En voici ma contribution. Vous pourrez également retrouver ce texte dans mon carnet d’écriture pour une lecture plus confortable : Les Cerisiers
« Ah tiens, les cerisiers fleurissent. »
La femme assise dans le canapé souleva sa paupière droite, abaissa son livre et regarda dans la direction de la voix.
« Hein ?
— On ne dit pas "hein", on dit "comment"…
— Gneugneugneu, excuse-moi, j’ai pas entendu, tu peux répéter ? »
La vieille femme s’éloigna de la fenêtre, traversa le salon en évitant soigneusement la table basse aux coins pointus, se rapprocha du sofa et se pencha près du visage de son interlocutrice :
« Je disais : "Ah tiens, les cerisiers fleurissent."
— Aaaah ! Réagit-elle, plaquant ses mains sur ses oreilles.
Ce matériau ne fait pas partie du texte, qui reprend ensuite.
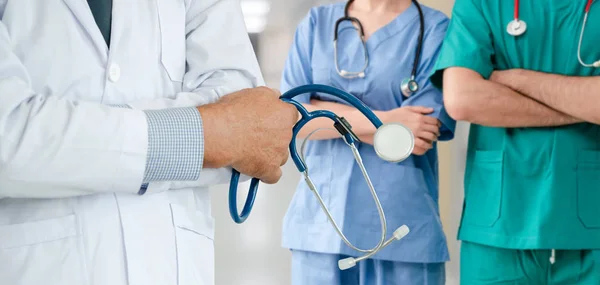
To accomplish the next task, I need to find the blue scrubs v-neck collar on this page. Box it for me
[337,2,419,52]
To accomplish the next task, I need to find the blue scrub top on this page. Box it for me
[281,3,455,262]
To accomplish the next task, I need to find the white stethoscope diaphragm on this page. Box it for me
[506,19,527,37]
[373,123,415,163]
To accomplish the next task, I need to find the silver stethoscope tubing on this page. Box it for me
[506,0,600,68]
[333,0,425,97]
[300,128,409,270]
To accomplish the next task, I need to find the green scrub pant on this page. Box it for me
[460,242,600,285]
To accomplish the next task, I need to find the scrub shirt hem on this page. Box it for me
[458,227,600,250]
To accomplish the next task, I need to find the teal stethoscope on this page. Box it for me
[229,85,414,270]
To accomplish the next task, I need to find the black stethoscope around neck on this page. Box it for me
[333,0,425,97]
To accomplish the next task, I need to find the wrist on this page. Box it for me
[197,103,234,168]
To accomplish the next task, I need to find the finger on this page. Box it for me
[417,131,438,142]
[260,167,283,184]
[422,124,440,137]
[423,116,438,126]
[415,138,433,150]
[279,153,290,166]
[402,106,433,114]
[412,147,427,155]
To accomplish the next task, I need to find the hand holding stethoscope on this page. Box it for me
[506,0,600,68]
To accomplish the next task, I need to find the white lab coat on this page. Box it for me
[0,0,263,285]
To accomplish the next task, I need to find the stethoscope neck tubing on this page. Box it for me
[410,0,425,80]
[585,0,594,12]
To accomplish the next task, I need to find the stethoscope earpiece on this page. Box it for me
[400,78,419,97]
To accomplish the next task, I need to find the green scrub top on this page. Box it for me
[432,0,600,249]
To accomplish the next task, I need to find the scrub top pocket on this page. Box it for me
[577,151,600,228]
[156,0,186,82]
[463,151,503,227]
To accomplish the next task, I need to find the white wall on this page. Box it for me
[213,0,467,285]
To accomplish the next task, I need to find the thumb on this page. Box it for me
[404,106,433,114]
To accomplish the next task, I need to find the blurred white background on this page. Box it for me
[212,0,468,285]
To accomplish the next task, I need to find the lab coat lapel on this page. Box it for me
[63,0,108,61]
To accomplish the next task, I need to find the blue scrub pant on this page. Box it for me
[292,250,446,285]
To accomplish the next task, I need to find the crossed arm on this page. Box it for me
[444,67,600,128]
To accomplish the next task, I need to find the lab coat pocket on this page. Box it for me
[295,155,339,224]
[171,204,214,285]
[463,151,504,227]
[156,0,186,82]
[0,215,85,284]
[577,151,600,228]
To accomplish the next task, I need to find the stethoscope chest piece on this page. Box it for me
[373,123,415,163]
[400,78,419,97]
[506,19,527,37]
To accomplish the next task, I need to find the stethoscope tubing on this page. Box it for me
[229,84,383,224]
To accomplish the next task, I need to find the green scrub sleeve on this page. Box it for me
[431,0,494,89]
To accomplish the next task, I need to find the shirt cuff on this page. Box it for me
[139,108,204,184]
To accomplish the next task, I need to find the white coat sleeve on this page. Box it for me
[0,22,148,198]
[128,0,264,189]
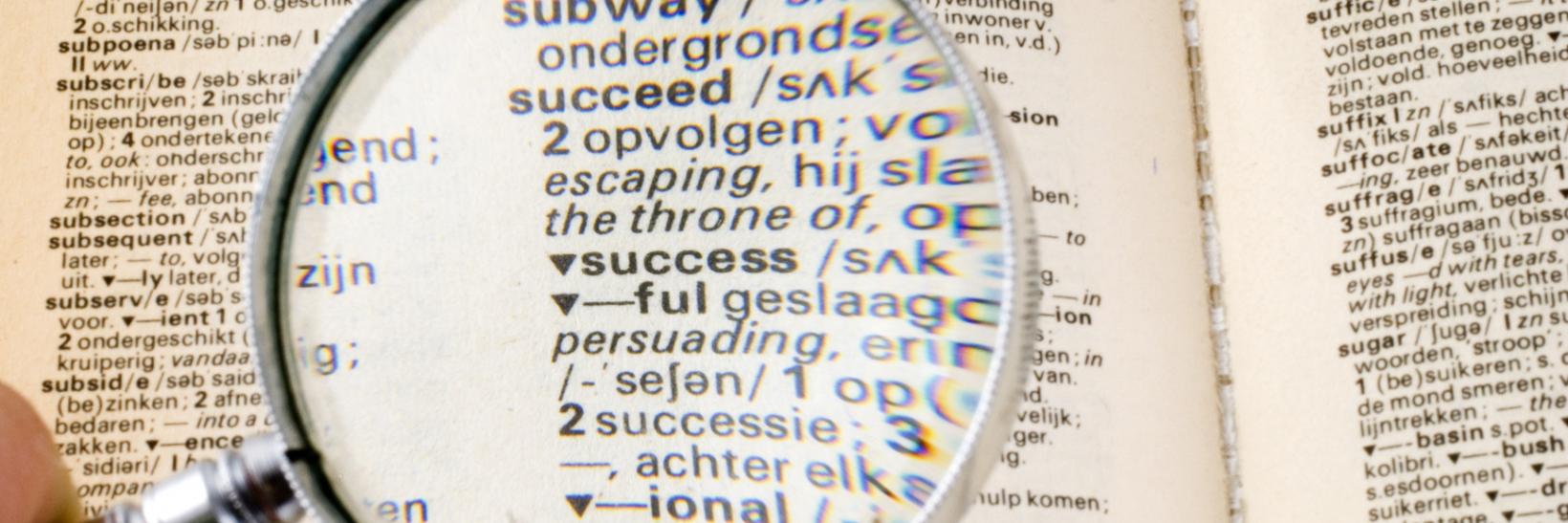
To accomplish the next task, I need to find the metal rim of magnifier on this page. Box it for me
[250,0,1038,521]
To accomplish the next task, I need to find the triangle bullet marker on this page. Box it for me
[566,493,593,520]
[551,253,577,275]
[551,294,577,316]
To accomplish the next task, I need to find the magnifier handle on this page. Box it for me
[89,434,304,523]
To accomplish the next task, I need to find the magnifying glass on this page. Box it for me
[95,0,1034,523]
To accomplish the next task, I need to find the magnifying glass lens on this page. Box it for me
[268,0,1019,521]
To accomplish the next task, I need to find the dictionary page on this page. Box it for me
[1198,0,1568,521]
[926,0,1228,521]
[0,0,1226,521]
[0,0,349,520]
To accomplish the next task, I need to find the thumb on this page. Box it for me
[0,383,78,523]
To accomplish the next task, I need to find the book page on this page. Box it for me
[1198,0,1568,521]
[0,0,349,516]
[0,0,1226,521]
[926,0,1226,521]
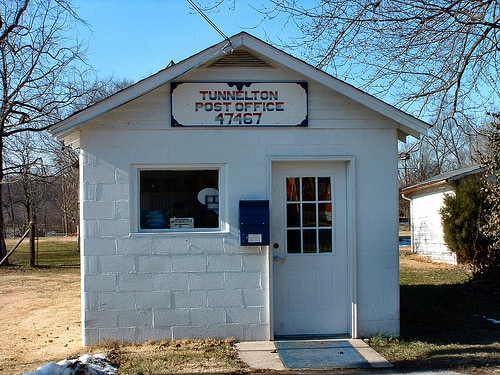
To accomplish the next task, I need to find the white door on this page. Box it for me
[271,162,350,336]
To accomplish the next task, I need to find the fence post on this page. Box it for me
[30,220,36,268]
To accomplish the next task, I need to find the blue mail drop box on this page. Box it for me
[240,200,269,246]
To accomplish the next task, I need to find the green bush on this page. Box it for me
[441,176,493,278]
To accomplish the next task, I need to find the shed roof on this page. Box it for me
[399,164,483,194]
[49,32,430,140]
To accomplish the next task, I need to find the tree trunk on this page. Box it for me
[0,145,9,266]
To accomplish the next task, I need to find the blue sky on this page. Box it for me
[73,0,297,82]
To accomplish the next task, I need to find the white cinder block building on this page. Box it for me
[51,33,428,345]
[400,165,481,264]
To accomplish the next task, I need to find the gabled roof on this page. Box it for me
[399,165,483,194]
[49,32,430,140]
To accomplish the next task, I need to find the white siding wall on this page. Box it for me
[80,69,399,345]
[411,185,457,264]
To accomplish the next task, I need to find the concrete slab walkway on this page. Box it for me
[236,339,463,375]
[236,339,392,370]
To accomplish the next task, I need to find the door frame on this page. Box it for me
[267,155,358,340]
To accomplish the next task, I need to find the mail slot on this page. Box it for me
[240,200,269,246]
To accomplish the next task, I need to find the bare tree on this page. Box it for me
[246,0,500,118]
[0,0,86,264]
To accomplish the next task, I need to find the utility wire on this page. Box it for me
[187,0,233,53]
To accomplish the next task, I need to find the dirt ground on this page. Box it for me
[0,268,83,374]
[0,255,462,374]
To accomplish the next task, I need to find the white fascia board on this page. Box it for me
[50,32,430,138]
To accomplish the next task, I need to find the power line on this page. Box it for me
[187,0,233,53]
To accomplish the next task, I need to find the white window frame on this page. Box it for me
[130,163,227,234]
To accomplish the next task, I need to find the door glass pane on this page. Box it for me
[286,177,333,254]
[318,177,332,201]
[302,203,316,227]
[302,229,316,253]
[286,230,300,254]
[319,229,332,253]
[286,177,300,202]
[302,177,316,201]
[318,203,332,227]
[286,203,300,228]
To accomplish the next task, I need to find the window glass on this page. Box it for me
[140,170,219,230]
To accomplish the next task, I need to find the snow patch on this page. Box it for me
[23,354,118,375]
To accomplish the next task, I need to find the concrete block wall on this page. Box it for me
[83,234,269,345]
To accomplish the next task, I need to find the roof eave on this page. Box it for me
[50,32,430,140]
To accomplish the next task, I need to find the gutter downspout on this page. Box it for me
[401,194,415,253]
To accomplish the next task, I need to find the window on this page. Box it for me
[139,169,219,230]
[286,177,333,254]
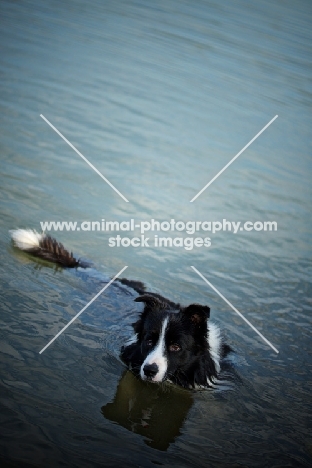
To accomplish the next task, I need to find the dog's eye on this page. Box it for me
[169,343,181,352]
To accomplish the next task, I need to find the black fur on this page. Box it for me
[12,230,231,388]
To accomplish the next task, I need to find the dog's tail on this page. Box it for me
[10,229,88,268]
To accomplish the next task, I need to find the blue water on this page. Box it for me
[0,0,312,467]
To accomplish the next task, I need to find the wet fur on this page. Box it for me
[10,229,230,388]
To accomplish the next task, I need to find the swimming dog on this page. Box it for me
[11,229,231,389]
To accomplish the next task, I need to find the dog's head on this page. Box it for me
[134,295,210,382]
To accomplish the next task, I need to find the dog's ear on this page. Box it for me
[134,294,167,309]
[183,304,210,326]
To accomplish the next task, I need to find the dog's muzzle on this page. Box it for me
[143,363,159,380]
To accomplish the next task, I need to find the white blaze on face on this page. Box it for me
[10,229,44,250]
[140,317,169,382]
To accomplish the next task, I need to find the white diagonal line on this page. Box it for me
[191,266,279,353]
[40,114,129,202]
[39,266,128,354]
[190,115,278,203]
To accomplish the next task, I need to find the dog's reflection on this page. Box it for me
[102,371,193,450]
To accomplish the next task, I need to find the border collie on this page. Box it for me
[10,229,231,389]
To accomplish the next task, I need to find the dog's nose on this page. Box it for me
[143,363,158,378]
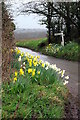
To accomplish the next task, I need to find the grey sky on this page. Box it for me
[7,0,76,29]
[7,0,46,29]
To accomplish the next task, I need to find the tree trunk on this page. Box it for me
[47,2,51,44]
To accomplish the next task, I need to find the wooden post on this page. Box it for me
[54,31,64,46]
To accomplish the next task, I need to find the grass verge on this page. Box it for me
[2,49,68,119]
[16,38,80,61]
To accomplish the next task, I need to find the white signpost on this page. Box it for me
[54,31,64,46]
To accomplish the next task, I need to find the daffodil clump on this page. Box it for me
[2,48,69,119]
[14,47,69,85]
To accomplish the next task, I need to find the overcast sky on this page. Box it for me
[6,0,76,29]
[7,0,46,29]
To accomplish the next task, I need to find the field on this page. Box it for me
[16,38,80,61]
Mais t’étais pas obligée de hurler non plus !
— Hihihi. Excuse-moi, mais c’était beaucoup trop tentant. »
Elle s’éloigna du canapé en passant à la droite de la femme, effleurant son épaule au passage dans un geste de tendresse, et s’arrêta devant un mur remplit de cadres de photos de famille. Elle en décrocha un, avec beaucoup d’attention et de délicatesse, le regarda avec tendresse et mélancolie, caressant le bois de cerisier brut de son index gauche.
« Papa me manque… » dit alors la femme du canapé, qui s’était levée, tout en enlaçant sa mère.
Elles restèrent muettes pendant une longue minute, se remémorant sans doute de vieux souvenirs partagés.
« À moi aussi, ma chérie… Même sa façon de me rouspéter me manque… Ces "Esther, Esther, Esther…" me manquent…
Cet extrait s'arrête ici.